Consider also a tiny child’s almost miraculous ability to learn a language (or multiple languages!). They effortlessly learn all the vocabulary, grammar, inflection, tone, and native pronunciation of a language without a single lesson.
For an adult to learn a language as well as the average 4-year-old, they require hundreds of hours of lessons, study, and practice. Yet toddlers do it without ever being taught.
This tells us that very young children are:
Absorbing information from their environment at an amazing rate
“Geniuses” at figuring out rules (in the case of language, grammar rules)
Intuitive, capable, and intelligent
Tiny Children are Interested in Learning
Adults have categorized anything that is “academic” as “boring” and “difficult”. But babies aren’t born with this bias, and toddlers and preschoolers almost never have it.
They find learning country flags just as interesting as learning zoo animals.
They find singing about presidents just as exciting as singing about “Little Bo Peep”.
They find playing with math concepts just as fun as playing with jigsaw puzzles.
They find learning letter sounds just as intriguing as learning farm animal sounds.
They find reading history stories just as enjoyable as reading fairy tales.
And as many early learning parents have found, they often enjoy the “academic” play more than they do the “typical kid stuff”.
Creating a Development-Enhancing Environment
Besides giving your child information, many early learning parents also seek to create a developmentally-enhancing environment that helps their child naturally develop, learn, and build the foundation for other skills.
This can be things like building play equipment that helps your child develop the hand, wrist, and upper body strength necessary for writing. It can also mean things like creating a great home library collection where your child has access to books, or making sure that your home is full of language-building conversations.
It can also mean things like providing lots of colorful, high-contrast pictures for your newborn to look at to help them grow their vision so that they can see earlier and be able to sooner enjoy books, picture cards, and word cards.

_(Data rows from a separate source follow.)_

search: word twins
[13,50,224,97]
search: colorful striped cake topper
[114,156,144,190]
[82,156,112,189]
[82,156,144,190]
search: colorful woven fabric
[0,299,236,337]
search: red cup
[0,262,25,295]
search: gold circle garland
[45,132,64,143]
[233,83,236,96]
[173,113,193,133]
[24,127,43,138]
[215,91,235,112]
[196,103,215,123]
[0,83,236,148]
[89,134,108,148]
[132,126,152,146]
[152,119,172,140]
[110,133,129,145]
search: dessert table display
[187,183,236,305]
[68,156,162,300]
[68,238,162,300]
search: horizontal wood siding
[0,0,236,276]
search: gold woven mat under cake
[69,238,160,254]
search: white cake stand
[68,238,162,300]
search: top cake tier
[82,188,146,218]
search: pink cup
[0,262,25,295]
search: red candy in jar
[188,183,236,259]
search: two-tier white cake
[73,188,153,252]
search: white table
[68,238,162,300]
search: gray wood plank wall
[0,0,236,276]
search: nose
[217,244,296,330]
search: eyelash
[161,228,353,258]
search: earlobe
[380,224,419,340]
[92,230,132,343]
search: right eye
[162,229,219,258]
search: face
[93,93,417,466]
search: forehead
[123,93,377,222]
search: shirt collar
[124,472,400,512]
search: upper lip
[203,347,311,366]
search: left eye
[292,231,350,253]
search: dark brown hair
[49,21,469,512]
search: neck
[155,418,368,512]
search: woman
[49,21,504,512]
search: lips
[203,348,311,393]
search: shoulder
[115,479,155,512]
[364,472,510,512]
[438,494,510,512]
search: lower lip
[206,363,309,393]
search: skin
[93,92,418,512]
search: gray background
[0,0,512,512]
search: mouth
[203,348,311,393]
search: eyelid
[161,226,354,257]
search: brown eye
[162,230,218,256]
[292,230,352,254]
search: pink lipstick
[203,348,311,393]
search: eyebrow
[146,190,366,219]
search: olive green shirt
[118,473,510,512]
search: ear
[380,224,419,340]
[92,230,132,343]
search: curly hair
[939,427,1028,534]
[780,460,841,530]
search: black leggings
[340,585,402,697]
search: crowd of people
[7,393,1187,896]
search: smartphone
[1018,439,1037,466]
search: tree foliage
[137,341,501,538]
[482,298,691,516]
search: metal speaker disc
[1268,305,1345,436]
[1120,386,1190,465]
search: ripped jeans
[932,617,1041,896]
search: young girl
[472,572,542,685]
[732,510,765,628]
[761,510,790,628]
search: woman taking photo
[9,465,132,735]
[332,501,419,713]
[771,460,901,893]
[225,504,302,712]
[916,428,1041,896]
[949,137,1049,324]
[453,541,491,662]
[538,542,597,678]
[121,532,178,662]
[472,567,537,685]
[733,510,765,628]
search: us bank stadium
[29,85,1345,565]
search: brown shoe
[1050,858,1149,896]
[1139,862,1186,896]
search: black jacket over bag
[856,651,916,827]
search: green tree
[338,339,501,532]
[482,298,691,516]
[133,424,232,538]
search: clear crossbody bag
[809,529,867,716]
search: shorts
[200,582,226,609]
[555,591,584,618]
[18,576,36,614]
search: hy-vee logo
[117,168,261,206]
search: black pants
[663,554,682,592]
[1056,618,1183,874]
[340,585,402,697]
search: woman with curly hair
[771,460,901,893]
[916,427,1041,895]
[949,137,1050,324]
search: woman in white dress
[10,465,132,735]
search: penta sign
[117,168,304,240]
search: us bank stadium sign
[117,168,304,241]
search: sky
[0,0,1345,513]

So in summary, early learning means:
- Exposing your child to lots of interesting subjects in a gentle, playful way
- Believing that your child can learn and wants to learn
- Creating an environment that naturally helps your child learn, develop, and build foundational skills
It may not be for everyone, but many parents (and children) have found a great deal of joy, pleasure, and adventure in learning and discovering many beautiful, interesting, and worthwhile things together.